La mer elle-même sera agitée, sous l’effet de vents soufflant de modérés à forts sur l’ensemble du littoral. Les professionnels de la mer sont invités à la plus grande prudence, et les baigneurs devront redoubler de vigilance avant de s’aventurer dans les eaux.

Un été 2026 qui s’inscrit dans une logique de répétition des extrêmes

Ce nouvel épisode caniculaire ne survient pas de manière isolée. Il s’inscrit dans une séquence climatique préoccupante qui a marqué le début de l’été dès les premiers jours de juin. Une première vague de chaleur intense avait déjà frappé le territoire le 1er juin, poussant le mercure jusqu’à 48°C dans certaines wilayas du Sud — posant d’emblée le seuil d’un été qui s’annonce comme l’un des plus sévères de mémoire récente.

La multiplication de ces pics thermiques à intervalles rapprochés n’est plus une anomalie statistique. Elle reflète une tendance de fond que les climatologues observent à l’échelle du bassin méditerranéen et du continent africain : des saisons estivales plus longues, plus chaudes, et ponctuées d’épisodes de chaleur extrême de plus en plus fréquents et intenses.

Les gestes qui sauvent : ce que recommandent les autorités sanitaires

Face à cette réalité, les recommandations de santé publique méritent d’être rappelées avec clarté et sans détour.
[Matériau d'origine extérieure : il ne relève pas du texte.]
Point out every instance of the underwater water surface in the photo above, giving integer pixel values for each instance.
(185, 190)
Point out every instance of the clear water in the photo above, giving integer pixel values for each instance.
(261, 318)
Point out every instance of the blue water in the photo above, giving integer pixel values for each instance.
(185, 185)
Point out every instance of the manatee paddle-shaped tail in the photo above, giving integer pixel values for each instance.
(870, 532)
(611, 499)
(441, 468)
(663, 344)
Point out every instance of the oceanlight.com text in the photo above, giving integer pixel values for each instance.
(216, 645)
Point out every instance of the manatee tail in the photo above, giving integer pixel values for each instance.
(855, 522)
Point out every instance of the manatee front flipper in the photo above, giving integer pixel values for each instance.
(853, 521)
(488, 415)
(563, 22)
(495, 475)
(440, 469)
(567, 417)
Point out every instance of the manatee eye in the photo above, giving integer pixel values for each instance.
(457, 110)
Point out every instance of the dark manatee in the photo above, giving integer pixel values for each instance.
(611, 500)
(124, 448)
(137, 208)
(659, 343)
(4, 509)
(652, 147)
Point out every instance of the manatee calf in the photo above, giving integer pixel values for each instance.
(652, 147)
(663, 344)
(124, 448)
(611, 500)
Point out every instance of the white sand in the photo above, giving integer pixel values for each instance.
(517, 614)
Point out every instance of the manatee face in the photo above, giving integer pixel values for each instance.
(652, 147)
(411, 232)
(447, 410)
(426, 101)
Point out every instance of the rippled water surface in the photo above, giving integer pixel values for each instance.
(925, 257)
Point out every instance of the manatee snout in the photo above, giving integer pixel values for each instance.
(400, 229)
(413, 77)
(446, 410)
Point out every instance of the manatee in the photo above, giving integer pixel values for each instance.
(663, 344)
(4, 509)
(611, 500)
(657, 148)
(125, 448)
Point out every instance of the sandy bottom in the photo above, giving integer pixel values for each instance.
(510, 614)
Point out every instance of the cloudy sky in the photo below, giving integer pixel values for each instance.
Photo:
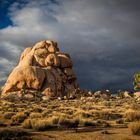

Limiter tout déplacement non indispensable entre 11h et 16h, s’hydrater régulièrement sans attendre la sensation de soif, fermer volets et rideaux pendant les heures les plus chaudes et les ouvrir la nuit pour laisser entrer l’air frais : ces gestes simples peuvent faire une différence réelle, surtout pour les personnes âgées, les nourrissons et les malades chroniques.

Ces catégories de population sont les premières victimes des coups de chaleur, qui peuvent survenir rapidement et évoluer vers des situations d’urgence médicale en l’absence de prise en charge rapide. Les symptômes à surveiller — désorientation, peau brûlante et sèche, absence de transpiration, pouls rapide — exigent une réaction immédiate et un appel aux services de secours.

Les bulletins météorologiques officiels de l’Office National de la Météorologie constituent la source de référence à consulter quotidiennement pour suivre l’évolution de cet épisode et anticiper les pics les plus dangereux.

Une urgence climatique qui exige une réponse collective

La canicule qui s’installe sur l’Algérie cette semaine dépasse le cadre du simple inconfort estival. Elle pose, une fois de plus, la question de la préparation collective face à des phénomènes climatiques qui s’intensifient. Infrastructures de santé, systèmes d’alerte précoce, protection des travailleurs exposés, accès à la climatisation pour les populations les plus vulnérables : autant de chantiers qui ne peuvent plus être traités comme des priorités secondaires dans un pays qui vit désormais sous la menace régulière de chaleurs extrêmes.